The Sponsor of a Condominium may be liable under the offering plan for hazardous, dangerous, or unlawful conditions, and for failure to secure a permanent certificate of occupancy, according to an appellate court’s decision in Board of Managers of Loft Space Condominium v. SDS Leonard, LLC, 2016 N.Y. App. Div. LEXIS 6056, 2016 N.Y. Slip Op. 6173 (1st Dep’t Sept. 27, 2016).
In this case, each purchaser of a residential unit at the Condominium entered into a purchase contract with the Sponsor, which incorporated the offering plan by reference. The offering plan states that “[t]he common elements are offered in ‘as is’ condition as of the date of the First Unit Closing, subject to . . . the Sponsor’s obligation to maintain the Property in accordance with the requirements of law and to cause any hazardous or dangerous conditions to be cured.” The Board of Managers, on behalf of the unit owners, sued the Sponsor for breach of contract based upon allegedly defective conditions in the building. The court allowed this claim to proceed to the extent the Board alleged the existence of conditions that are hazardous, dangerous, or violate the law, based on the express language of the offering plan. The court rejected the Sponsor’s contention that the issuance of temporary certificates of occupancy for the building meant that the building must be free of hazardous, dangerous, or unlawful conditions.
The court also allowed the Board to pursue a claim for breach of contract based upon the Sponsor’s failure to obtain a permanent certificate of occupancy for the building.
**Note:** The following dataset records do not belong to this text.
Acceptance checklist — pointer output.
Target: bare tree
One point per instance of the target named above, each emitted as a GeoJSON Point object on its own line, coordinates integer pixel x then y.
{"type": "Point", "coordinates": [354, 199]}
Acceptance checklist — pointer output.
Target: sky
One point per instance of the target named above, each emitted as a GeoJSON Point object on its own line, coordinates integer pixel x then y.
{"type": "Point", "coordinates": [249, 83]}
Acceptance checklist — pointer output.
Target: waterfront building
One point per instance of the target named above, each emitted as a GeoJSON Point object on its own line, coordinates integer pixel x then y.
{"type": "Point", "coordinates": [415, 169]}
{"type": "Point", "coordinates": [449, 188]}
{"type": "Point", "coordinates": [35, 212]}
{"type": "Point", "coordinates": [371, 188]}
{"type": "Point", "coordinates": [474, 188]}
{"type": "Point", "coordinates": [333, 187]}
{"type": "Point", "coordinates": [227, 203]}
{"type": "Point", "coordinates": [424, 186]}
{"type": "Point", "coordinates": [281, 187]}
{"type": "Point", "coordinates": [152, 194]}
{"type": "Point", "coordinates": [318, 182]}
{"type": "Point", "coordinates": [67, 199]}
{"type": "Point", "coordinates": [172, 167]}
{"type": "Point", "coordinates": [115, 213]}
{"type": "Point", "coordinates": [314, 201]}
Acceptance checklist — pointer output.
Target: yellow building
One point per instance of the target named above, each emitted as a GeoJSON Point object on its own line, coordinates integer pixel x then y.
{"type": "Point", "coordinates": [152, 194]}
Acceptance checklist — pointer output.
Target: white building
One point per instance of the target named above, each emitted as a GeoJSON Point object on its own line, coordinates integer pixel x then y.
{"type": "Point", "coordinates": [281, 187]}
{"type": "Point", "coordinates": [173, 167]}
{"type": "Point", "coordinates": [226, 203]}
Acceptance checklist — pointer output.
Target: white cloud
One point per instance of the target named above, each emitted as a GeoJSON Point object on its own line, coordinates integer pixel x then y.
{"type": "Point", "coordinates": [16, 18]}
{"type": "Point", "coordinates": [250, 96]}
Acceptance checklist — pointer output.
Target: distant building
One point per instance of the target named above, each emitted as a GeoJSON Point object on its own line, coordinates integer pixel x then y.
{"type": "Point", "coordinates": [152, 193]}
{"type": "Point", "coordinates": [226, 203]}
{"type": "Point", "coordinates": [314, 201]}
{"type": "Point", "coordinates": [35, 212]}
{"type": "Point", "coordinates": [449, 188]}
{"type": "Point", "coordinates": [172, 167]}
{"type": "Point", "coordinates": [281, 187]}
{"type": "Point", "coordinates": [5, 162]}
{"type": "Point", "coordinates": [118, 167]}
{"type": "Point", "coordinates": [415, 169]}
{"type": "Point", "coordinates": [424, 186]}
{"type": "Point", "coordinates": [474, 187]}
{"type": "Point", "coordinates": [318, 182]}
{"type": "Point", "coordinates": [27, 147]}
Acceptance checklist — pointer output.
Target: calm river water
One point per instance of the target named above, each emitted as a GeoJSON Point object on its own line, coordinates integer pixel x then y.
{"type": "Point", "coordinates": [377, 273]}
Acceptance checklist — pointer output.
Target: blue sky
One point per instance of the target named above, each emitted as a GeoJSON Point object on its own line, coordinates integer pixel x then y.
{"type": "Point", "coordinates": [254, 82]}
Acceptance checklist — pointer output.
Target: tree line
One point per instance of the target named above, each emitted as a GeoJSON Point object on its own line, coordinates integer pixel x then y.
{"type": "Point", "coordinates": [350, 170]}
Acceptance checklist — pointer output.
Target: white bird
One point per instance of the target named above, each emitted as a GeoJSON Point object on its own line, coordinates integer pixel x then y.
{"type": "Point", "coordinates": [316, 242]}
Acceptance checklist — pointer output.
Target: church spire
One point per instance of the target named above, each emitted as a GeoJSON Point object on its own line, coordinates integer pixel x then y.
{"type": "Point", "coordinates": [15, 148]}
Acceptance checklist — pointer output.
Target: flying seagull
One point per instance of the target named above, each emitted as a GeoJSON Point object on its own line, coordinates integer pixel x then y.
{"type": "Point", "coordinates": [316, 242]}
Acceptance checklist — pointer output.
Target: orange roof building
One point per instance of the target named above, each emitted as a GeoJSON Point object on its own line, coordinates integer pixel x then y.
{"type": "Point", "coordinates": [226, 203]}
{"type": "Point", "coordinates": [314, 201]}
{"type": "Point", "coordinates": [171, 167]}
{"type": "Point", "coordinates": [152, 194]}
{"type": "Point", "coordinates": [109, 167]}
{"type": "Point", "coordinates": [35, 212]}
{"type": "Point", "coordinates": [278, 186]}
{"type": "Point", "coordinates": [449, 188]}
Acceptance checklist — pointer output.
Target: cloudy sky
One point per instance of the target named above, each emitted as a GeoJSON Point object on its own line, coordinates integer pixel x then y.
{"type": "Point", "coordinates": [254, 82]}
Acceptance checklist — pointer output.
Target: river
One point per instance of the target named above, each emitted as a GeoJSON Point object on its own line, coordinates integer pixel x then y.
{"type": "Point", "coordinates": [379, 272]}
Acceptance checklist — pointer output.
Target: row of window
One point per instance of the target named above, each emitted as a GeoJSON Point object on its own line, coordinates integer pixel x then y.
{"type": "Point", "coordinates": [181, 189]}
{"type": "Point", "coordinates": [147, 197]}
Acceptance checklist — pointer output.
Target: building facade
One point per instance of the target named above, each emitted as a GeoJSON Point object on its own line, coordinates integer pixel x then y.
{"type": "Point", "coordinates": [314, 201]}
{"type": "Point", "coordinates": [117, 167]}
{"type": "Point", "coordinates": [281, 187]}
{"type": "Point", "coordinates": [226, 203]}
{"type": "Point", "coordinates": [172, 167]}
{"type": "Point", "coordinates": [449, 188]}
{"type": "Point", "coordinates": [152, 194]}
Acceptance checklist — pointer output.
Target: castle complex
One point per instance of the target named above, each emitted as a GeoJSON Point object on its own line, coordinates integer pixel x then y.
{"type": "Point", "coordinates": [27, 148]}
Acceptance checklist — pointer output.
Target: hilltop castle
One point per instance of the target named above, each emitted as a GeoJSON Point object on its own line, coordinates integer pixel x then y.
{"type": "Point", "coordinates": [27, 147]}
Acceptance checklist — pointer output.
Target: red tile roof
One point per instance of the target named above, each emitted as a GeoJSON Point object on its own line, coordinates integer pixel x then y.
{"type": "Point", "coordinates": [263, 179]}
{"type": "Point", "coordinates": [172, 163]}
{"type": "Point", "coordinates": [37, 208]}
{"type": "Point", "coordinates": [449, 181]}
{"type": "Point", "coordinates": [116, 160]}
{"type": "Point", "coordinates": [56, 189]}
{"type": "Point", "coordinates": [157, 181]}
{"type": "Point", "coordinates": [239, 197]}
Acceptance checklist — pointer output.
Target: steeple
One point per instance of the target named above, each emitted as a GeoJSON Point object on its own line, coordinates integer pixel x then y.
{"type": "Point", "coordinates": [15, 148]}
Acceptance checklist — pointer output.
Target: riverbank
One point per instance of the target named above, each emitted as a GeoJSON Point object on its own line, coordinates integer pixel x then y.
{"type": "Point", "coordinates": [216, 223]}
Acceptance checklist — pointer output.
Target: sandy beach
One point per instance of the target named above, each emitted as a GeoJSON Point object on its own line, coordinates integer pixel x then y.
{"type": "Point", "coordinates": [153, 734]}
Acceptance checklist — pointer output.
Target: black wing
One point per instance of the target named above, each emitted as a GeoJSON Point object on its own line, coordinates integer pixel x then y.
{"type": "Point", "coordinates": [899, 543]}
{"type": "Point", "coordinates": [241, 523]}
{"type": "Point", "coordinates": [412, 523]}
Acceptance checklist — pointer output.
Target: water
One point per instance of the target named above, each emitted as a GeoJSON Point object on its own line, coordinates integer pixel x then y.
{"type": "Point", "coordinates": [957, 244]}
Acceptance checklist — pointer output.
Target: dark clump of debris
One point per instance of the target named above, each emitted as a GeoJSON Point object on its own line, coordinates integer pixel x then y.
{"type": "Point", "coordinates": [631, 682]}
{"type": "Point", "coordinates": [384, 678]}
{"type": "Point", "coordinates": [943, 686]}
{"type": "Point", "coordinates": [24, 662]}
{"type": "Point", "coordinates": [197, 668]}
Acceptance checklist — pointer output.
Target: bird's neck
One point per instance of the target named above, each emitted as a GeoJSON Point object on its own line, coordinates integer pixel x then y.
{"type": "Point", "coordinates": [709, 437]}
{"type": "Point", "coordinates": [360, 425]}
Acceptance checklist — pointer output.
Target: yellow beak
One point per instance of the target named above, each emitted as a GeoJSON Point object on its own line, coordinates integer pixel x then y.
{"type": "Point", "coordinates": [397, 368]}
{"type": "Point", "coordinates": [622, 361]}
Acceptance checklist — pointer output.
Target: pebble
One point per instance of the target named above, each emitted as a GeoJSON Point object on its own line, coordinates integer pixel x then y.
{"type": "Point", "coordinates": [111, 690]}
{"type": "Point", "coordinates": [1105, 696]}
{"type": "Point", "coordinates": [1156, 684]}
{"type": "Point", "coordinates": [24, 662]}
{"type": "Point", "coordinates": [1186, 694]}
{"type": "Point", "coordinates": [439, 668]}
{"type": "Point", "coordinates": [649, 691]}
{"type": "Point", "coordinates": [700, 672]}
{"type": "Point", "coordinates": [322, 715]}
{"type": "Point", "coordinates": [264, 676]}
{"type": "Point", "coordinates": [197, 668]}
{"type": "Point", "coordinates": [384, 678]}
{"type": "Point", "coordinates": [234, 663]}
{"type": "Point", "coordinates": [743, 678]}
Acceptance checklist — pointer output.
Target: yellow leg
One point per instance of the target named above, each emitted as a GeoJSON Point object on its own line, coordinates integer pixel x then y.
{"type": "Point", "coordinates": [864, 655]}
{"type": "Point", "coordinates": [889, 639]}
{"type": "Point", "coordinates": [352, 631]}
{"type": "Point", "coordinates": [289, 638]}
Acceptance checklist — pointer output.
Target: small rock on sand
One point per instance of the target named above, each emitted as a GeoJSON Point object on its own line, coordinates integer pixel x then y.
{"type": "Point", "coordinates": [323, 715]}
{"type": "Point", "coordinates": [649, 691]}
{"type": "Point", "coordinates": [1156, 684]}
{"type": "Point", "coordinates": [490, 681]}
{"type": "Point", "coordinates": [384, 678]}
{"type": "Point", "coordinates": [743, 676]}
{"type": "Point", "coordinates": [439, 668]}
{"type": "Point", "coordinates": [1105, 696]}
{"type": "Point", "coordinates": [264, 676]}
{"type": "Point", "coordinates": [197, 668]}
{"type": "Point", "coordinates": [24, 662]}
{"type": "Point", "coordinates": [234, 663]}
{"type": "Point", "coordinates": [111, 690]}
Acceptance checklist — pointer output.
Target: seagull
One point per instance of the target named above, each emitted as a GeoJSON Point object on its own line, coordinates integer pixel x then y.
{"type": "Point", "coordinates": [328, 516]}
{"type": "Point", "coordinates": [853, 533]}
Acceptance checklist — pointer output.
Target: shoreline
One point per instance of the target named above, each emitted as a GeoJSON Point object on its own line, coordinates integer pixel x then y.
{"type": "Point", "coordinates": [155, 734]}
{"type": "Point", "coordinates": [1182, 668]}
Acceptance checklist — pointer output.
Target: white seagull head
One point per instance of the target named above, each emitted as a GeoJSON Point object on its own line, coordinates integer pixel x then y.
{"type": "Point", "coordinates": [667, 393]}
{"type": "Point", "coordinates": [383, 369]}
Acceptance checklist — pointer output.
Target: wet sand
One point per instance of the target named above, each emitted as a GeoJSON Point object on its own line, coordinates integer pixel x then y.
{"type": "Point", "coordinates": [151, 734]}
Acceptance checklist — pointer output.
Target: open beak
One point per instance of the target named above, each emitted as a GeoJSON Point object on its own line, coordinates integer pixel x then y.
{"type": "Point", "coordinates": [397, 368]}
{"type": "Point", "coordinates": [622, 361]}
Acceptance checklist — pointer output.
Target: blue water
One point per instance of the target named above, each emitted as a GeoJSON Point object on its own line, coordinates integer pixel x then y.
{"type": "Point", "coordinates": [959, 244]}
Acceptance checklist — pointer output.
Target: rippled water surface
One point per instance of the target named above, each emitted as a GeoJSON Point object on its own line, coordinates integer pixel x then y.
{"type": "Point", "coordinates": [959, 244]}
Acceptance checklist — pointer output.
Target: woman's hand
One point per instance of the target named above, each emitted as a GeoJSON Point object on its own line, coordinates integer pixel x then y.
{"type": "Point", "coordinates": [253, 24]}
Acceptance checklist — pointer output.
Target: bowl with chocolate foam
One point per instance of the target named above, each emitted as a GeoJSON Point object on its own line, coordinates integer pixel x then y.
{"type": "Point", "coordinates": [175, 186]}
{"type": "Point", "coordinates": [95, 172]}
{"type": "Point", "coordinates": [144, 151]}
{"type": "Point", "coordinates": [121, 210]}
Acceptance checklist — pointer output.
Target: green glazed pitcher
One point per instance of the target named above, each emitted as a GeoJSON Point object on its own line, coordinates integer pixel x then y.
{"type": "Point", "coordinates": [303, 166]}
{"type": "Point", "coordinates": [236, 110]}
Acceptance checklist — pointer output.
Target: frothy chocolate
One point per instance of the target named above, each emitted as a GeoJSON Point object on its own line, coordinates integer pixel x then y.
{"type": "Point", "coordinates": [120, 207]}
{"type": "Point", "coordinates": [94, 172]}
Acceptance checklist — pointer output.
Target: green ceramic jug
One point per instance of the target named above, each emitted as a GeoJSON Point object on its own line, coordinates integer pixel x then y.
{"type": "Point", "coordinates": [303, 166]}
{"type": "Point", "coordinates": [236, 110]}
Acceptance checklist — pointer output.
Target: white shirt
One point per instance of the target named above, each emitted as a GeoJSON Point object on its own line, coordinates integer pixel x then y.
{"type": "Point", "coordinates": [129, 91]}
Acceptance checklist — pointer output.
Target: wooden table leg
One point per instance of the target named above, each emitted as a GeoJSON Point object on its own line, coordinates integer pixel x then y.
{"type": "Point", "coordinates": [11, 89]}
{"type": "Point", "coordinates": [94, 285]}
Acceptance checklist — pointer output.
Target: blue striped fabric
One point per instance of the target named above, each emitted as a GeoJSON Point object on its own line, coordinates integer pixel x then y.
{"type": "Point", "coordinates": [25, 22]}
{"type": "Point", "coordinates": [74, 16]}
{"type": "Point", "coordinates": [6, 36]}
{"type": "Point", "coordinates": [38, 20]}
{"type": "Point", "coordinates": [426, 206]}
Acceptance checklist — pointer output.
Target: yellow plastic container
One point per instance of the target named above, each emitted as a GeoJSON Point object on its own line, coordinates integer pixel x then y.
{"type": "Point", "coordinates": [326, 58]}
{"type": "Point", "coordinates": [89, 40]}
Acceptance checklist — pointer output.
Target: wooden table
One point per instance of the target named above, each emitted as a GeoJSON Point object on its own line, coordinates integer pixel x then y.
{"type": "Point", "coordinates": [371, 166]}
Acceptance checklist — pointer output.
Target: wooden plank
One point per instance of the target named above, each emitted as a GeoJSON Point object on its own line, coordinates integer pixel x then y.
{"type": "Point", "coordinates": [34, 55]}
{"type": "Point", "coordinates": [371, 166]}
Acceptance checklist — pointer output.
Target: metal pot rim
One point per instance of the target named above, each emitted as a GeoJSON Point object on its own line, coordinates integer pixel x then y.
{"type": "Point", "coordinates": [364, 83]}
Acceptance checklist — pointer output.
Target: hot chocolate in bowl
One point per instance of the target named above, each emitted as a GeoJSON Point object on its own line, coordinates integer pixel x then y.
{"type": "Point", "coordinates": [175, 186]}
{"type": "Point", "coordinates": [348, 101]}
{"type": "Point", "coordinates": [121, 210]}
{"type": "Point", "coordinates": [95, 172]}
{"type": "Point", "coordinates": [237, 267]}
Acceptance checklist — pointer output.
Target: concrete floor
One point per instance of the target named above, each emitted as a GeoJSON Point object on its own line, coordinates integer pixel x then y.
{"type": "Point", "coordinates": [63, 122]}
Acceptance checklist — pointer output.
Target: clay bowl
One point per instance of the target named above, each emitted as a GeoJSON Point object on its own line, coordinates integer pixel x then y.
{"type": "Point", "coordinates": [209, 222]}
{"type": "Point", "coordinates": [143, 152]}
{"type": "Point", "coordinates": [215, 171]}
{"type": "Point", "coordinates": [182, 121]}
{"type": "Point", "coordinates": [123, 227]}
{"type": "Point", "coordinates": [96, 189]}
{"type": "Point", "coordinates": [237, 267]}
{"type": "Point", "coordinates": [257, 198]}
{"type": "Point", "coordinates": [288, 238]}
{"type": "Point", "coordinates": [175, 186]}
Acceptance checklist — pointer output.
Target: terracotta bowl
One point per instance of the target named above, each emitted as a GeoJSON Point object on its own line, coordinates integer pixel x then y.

The offering plan stated that “Sponsor expects to obtain a permanent Certificate of Occupancy . . . within 180 days” of the first closing, and the ‘as is’ clause did not negate this obligation.
The court also sustained the pleading of a cause of action for fraudulent transfer based upon the Sponsor’s transfer of four commercial units “for $0.” This transfer did not appear to be “for fair consideration” and the evidence did not refute the Board’s allegation that the Sponsor was left with “unreasonably small capital” after the transfer. Although the Sponsor contended that the Condominium’s reserve fund constituted sufficient capital, the court held that the reserve fund was irrelevant because, by law, the reserve fund must be transferred to the Board of Managers, not held by the Sponsor.